Dolarizasyon, borsa ve asgari ücret gibi unsurlar ise 2026'nın en sıcak tartışma konuları. Dolarizasyon baskısı, enflasyon beklentilerinin hâlâ yüksek tutulmasından kaynaklanıyor; hanehalkları ve firmalar, TL'ye tam güven duymuyor. Keresteci, bu konuda iyimser: CDS risk primlerindeki düşüşü, dış politika ve Türk-Amerikan ilişkilerine bağlıyor. * "İlişkiler perspektife göre iyi veya kötü; ama diplomasi piyasaları yatıştırıyor." * Gerçekten de, Tebano tahvil faizleri yavaş ama istikrarlı düşüşte; Eurobond getirileri de geriliyor. Borsa içinse, bu indirimler bir ralli fırsatı yaratabilir – özellikle CDS'lerin azalmasıyla yabancı girişi artarsa. Asgari ücret artışı ise enflasyonla doğrudan bağlantılı: Düşük enflasyon, daha mütevazı zamlara kapı açıyor; ama beklentiler yüksekse, maaşlar baskı altında kalacak. Keresteci, * "2026'ya bu tempoyla girersek, borsa pozitif, dolarizasyon sınırlı; ama enflasyon virüsü tam yenilmezse, sorunlar büyür." * öngörüsünde bulunuyor.
Bu kararın perde arkasında, küresel senkronizasyon da yatıyor. Fed'in indirimi, TCMB'yi rahatlattı; ama Türkiye'nin özgün dinamikleri – deprem teşvikleri, seçim takvimi, diplomatik manevralar – her şeyi şekillendiriyor. Enflasyonun gıda kaynaklı dalgalanmaları, büyümenin "sahte" yatırımlara dayanması, beklentilerin inatçı direnci... Bunlar, 2026'nın ekonomik hikayesini yazacak unsurlar. Piyasalar şimdilik sakin; tahvil faizleri düşüyor, risk primleri geriliyor. Ama Keresteci'nin virüs analojisi akılda: * "Bağışıklık zayıf, virüs dirençli; ama çaba devam ederse, iyileşme gelecek." * Bu indirim, sadece bir adım; asıl maraton, enflasyonu %20'lerin altına çekmek, borsayı canlandırmak ve dolarizasyonu frenlemek. Yatırımcılar için altın kural: Verileri izle, toplantıları takip et; çünkü TCMB, direksiyonda ama yol virajlı.

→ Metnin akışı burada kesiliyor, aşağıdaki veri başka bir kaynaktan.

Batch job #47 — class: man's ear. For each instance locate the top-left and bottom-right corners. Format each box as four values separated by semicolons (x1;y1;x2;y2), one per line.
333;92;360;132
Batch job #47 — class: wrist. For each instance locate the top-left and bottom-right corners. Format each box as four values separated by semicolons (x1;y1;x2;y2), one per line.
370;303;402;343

Sonuç olarak, %38'lik politika faiziyle 2026'ya merhaba diyoruz – indirimlerle dolu bir yıl geride kalırken, umutlu ama temkinli bir giriş. Stratejistlerin bu yorumu, sadece rakamları değil, hikayeyi de anlatıyor: Türkiye ekonomisi, şoklara dirençli; ama kalıcı büyüme için yapısal reformlar şart. Enflasyon düşüşü hızlanırsa, borsa rekorlar kırar; dolarizasyon azalırsa, asgari ücretliler nefes alır. Keresteci'nin sözleriyle bitirelim: * "Piyasalar fiyatladı, ama asıl test 2026'da." * Bu analiz, geleceğin ipuçlarını veriyor; siz de hazırlıklı olun, çünkü ekonomik dalgalar kapıda.